In the current version of The TEAM Handbook, their former Six Sources of Problems of a process has now added a seventh step as the first:
1. Inadequate knowledge of customer needs
2. Inadequate knowledge of how the process works
3. Inadequate knowledge of how the process should work.
As you point out, the customer needs to be kept in mind when looking at the gap between (2) and (3).
As you well know, the subtlety of systems thinking takes a long time to truly understand -- and you do that VERY well.
Meanwhile, people are practicing improvement, and the esoteric nature of systems thinking eludes many of them. If you were to say what you just wrote to a roomful of people, you would get mostly blank faces (and many glazed eyes) staring back at you.
Speaking of "customer," we (in improvement) also have to meet OUR customers where they're at. Some of the Deming folks are getting a little too "preachy" about systems thinking. You are one of the few who can shed light meaningfully -- but it takes time. Think of the time it took us to truly understand the nature of Deming's Profound Knowledge. If only transition were "linear"...
If we can instill critical thinking in their daily work, they might have a chance at seeing the bigger picture you suggest. It's probably best for the executives to get that message first so that they can facilitate the improvement process through their leadership of managing everyday work accordingly.
Davis
This can't be done in a room
Writing articles makes things tough to decipher and I doubt that I would say what I wrote in a room, unless . . . I could take them to the work and show them.
Meeting customers where they are at makes perfect sense, it is pragmatic to do so. Since systems thinking is part of SoPK, I can imagine why the Deming community might sound preachy. I don't believe being pragmatic and introducing basic concepts of systems thinking should be at odds. It just means we need to find new approaches to do so.
Critical thinking is defined a reasonable, reflective, responsible and skillful thinking that helps us decide what to do. Sorry, if I sound preachy but systems thinking and PDSA go hand-in-hand. The System of Profound Knowledge is indeed a system. We need to learn need to analyze, but also need to be able to synthesize.
Some comments
Hi Davis-
There is a pre-step to PDSA and it is to "unlearn" meaning we need to understand the system, Customer-in. This is an extension of figure 1 from Dr. Deming's Out of the Crisis. System understanding needs to come before process understanding, because many processes are products of the functional separation of work - meaning design flaws are inherent to the system. So, I would say "respect the system" and this is far different than process.
If standardization exists, does it exist for the right reasons? Manufacturing is different to service. Standardization may be driving in avoidable demand from customers. Just standardizing without an unlearn step and without understanding what is happening in reality is a mistake.
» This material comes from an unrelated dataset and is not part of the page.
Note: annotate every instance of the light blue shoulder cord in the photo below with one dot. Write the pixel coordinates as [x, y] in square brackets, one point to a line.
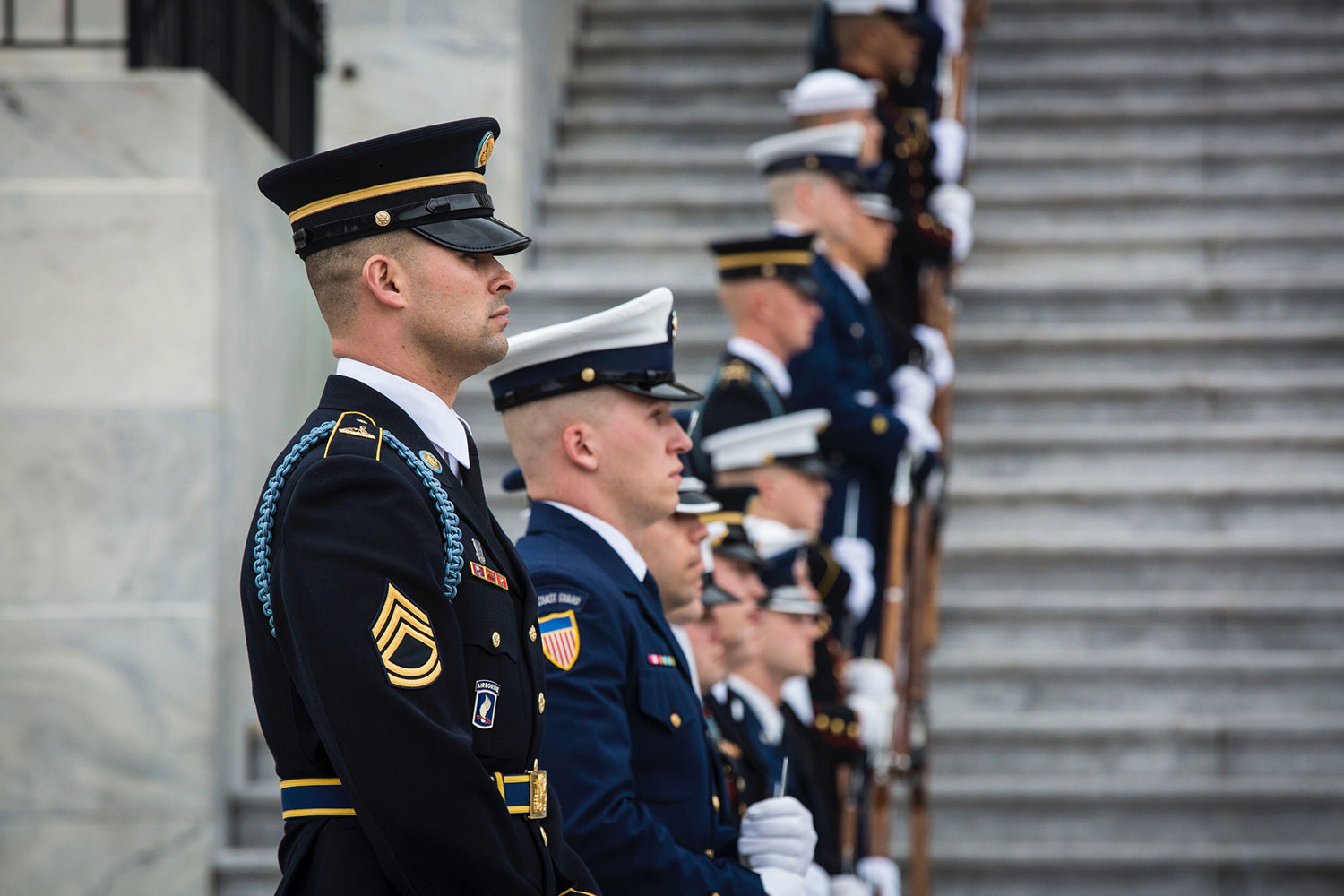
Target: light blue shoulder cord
[266, 516]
Standardization should be developed or "pulled" by people doing the work. Building standard work from the hierarchy or from support areas is another mistake. Adoption through audit is a good way to disrespect people. Understanding is needed not compliance as compliance is coercive in nature.
I have found it better to work to axioms and principles in many cases rather than standardized work. Variety is the driver of what action to take. Service has greater variety.
This really caught my eye:
"Standardized work needs to be lived with for some measure of time before changes should be experimented with or instituted. I’ve witnessed folks immediately dismissing standardized work, which was SDCA’d in an identical process from another location, as insufficient when compared to their organic, nonstandardized work—and then desiring to change it or just plain ignore it.”
Yes, they should dismiss standardized work if the process is similar and the demands are different. The ones doing the work would know best and have to be engaged. If you do not get their acceptance you have little chance of future improvement from the worker as they await the next mandate.